À l’époque, le fait de limiter le champ du RQIIAC aux intervenants des CLSC permettra d’éviter que ce petit groupe se retrouve dans l’obligation de donner une direction aux mouvements communautaires qu’il accompagnait. Ce qui fut une bonne chose car nous n’avions ni les moyens ni l’ambition de devenir un parti politique. Depuis ce temps les différentes composantes du mouvement communautaire se sont affirmées, structurées et possèdent plus de capacité d’encadrement sectoriel et stratégique que nous pourrions leur offrir.
Par ailleurs depuis 20 ans se sont aussi développées différentes structures de soutien au développement local et communautaire qui viennent, sinon concurrencer, compléter l’offre locale en matière d’organisation communautaire : CLD, CDEC, CDC… De plus, des offices municipaux d’habitation, des municipalités et même certaines fondations privées se sont dotés de services d’organisation communautaire. Les CLSC (ou CSSS) ne sont plus les seules structures institutionnelles à avoir dans leur mission de soutenir ou d’accompagner des processus de développement communautaire.
Limiter, dans ce contexte, les bases du Regroupement aux intervenants en provenance d’une seule structure institutionnelle contribue à affaiblir la crédibilité de cette association tout en continuant de miner, peu à peu, sa capacité de remplir sa principale mission : soutenir le développement professionnel de pratiques sociales complexes. Ouvrir, au contraire, l’association à des professionnels du développement social et de l’organisation communautaire en provenance d’autres structures permettrait de remettre au coeur des débats la raison d’être du regroupement : les pratiques, et remettrait à sa juste place, secondaire, la question des « settings », du cadre institutionnel de ces pratiques.

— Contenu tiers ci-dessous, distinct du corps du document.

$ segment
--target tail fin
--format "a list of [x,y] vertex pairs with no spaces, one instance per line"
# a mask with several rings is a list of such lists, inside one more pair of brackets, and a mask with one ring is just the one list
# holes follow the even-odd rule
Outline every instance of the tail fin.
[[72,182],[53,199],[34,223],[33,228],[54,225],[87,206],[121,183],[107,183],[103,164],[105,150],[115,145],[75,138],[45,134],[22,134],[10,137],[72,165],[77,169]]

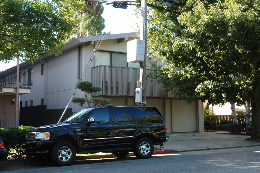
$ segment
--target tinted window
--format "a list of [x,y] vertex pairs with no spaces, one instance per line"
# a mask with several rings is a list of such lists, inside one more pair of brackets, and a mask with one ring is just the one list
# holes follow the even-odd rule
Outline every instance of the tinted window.
[[79,122],[84,119],[89,114],[92,109],[86,109],[80,110],[75,113],[64,121],[72,122]]
[[133,109],[143,123],[163,122],[160,114],[155,108],[142,108]]
[[109,116],[107,109],[102,109],[95,110],[89,116],[95,120],[93,124],[109,123]]
[[114,123],[129,123],[128,116],[125,109],[112,109],[112,110]]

Les pratiques d’organisation communautaire et de soutien au développement des communautés ne sont pas nées avec les CLSC. Les débats entourant l’évolution de la structure CLSC ou encore suivant les décisions de certaines directions locales de retirer ou d’abolir certains postes d’organisation communautaire ont toujours été présents au sein du Regroupement. Un observateur un tant soit peu extérieur reconnaîtrait que ces débats de structures ont pris beaucoup de place ces dernières années. Beaucoup trop sans doute. Imaginons un instant une association de professionnels du développement communautaire dont la base serait plus large et inclusive : non seulement le fait de discuter avec des praticiens en provenance de divers horizons obligerait de se recentrer sur la question des intérêts des communautés mais cette association gagnerait sans doute en crédibilité lorsqu’elle se prononcerait sur l’évolution de certaines structures ou réseaux institutionnels porteurs de mission communautaire.
Le vingtième anniversaire du RQIIAC sera-t-il l’occasion d’une véritable relance, à la hauteur des défis que posent le nouvel urbanisme, les enjeux écologiques, la refonte perpétuelle du réseau de la santé et des nouveaux engagements citoyens que la rencontre de ces défis appelle ? Ou se contentera-t-on d’un accommodement limité à une appellation ? Les « agents de changement » sauront-ils changer ?
P.S. En tant que vieil organisateur communautaire en fin de parcours ce n’est pas à moi de prendre le « lead » sur ces questions… mais j’appuierais volontiers la nouvelle génération dans cette virée hors des sentiers battus pendant les quelques années qui me restent de « vie professionnelle active ».